Transgender Trailblazer Sarah McBride Heads to her Debut in Congress, Hoping for a Touch of Grace

Tiffany Stanley READ TIME: 8 MIN.

A show pony and a work horse

Before working with McBride, Democratic state Sen. Elizabeth Lockman thought "she was probably a bit of a show pony, so good at presenting herself, public speaking," and already destined for a larger stage.

"Ok, she is the show pony, but can she be a work horse?" Lockman recalled thinking. "What I like to tell her is that she proved to us that she's both. She's probably one of the hardest-working people."

McBride rarely stops to eat on busy days, instead subsisting on a steady diet of coffee, heavy on the cream and sweetener.

And nowhere is her boundless energy more evident than when she talks about the minutiae of policymaking. She likes kitchen table issues: health care, paid family leave, childcare and affordable housing. In the state Senate, she chaired the health committee and helped expand access to Medicaid and dental care for underserved communities. Most of her bills got bipartisan support.

Pettyjohn, her Republican colleague, appreciated that McBride would often seek conservative members' input on legislation. "She's always one to come over, to make that effort to get outside that echo chamber and say, 'What can we do to polish it up some, to make it better?'"

Her signature accomplishment was helping pass paid family and medical leave in Delaware. It was personal for McBride.

Her partner Cray was 27 when he was diagnosed with oral cancer. Within a year, the prognosis was terminal. They moved up their wedding plans. They asked the Rev. Gene Robinson, a friend and the first openly gay Episcopal bishop, to officiate.

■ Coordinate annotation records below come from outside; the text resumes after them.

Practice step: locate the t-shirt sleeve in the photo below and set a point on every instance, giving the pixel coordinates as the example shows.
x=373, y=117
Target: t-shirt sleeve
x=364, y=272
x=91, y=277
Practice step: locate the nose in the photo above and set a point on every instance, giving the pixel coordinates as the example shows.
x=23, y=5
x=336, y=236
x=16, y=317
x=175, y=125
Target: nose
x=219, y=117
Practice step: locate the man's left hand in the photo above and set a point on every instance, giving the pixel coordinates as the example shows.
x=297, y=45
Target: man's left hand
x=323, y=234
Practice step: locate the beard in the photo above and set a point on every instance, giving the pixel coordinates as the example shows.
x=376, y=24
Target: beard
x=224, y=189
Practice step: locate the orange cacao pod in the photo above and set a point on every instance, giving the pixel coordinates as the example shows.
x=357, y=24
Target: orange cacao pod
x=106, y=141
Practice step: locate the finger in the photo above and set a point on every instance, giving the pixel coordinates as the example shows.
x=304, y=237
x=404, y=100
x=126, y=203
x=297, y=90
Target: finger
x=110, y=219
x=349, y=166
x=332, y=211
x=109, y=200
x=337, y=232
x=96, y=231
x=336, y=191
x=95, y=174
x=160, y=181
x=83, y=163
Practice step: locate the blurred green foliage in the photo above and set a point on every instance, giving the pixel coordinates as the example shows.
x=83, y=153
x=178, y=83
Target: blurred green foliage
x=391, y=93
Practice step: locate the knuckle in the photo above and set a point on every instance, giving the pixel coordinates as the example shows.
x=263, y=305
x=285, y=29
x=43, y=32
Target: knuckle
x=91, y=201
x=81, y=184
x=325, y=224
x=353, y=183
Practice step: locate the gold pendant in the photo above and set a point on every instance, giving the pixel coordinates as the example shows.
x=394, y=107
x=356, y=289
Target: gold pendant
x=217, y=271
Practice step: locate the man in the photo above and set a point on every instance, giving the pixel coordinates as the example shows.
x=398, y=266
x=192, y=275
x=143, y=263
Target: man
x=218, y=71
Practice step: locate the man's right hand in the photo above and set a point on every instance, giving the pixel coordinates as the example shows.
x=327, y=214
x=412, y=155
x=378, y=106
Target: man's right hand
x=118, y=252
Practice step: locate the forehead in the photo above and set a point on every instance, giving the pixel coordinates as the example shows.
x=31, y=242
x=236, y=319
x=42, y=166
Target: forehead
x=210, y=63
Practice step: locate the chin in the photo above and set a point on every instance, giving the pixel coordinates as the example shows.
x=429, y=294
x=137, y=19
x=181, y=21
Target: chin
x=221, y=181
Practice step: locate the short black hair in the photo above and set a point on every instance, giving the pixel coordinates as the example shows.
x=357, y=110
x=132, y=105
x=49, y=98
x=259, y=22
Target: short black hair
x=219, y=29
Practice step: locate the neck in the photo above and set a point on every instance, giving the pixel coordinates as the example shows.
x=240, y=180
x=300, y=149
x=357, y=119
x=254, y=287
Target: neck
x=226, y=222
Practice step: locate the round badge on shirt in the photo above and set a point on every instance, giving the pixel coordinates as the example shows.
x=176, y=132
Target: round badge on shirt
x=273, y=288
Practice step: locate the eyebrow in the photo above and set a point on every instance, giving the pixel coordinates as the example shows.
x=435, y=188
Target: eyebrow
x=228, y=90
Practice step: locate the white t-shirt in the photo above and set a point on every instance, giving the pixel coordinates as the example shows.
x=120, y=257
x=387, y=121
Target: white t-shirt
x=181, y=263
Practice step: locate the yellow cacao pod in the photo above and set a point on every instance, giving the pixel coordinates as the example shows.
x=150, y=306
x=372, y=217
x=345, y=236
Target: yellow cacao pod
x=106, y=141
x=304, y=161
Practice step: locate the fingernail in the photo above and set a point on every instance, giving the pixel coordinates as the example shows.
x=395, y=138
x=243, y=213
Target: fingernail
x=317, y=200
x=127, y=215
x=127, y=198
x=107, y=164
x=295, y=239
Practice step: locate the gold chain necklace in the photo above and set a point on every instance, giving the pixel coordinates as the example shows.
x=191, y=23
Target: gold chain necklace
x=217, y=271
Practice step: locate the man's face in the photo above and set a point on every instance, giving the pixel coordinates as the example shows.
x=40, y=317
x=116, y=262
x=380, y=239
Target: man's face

They married on the rooftop of their apartment building in August 2014. Cray died four days later at the hospital.

"The experience serving as a caregiver to him left me profoundly changed," McBride said.

"I think about all of the people who have to deal with what we dealt with or worse, without health insurance, without family support, without paid leave, without jobs that allowed them to continue to pay their rent," she said. "I just cannot imagine getting through even a fraction of what we went through without the support we had. It is a moral failing of our society and our country."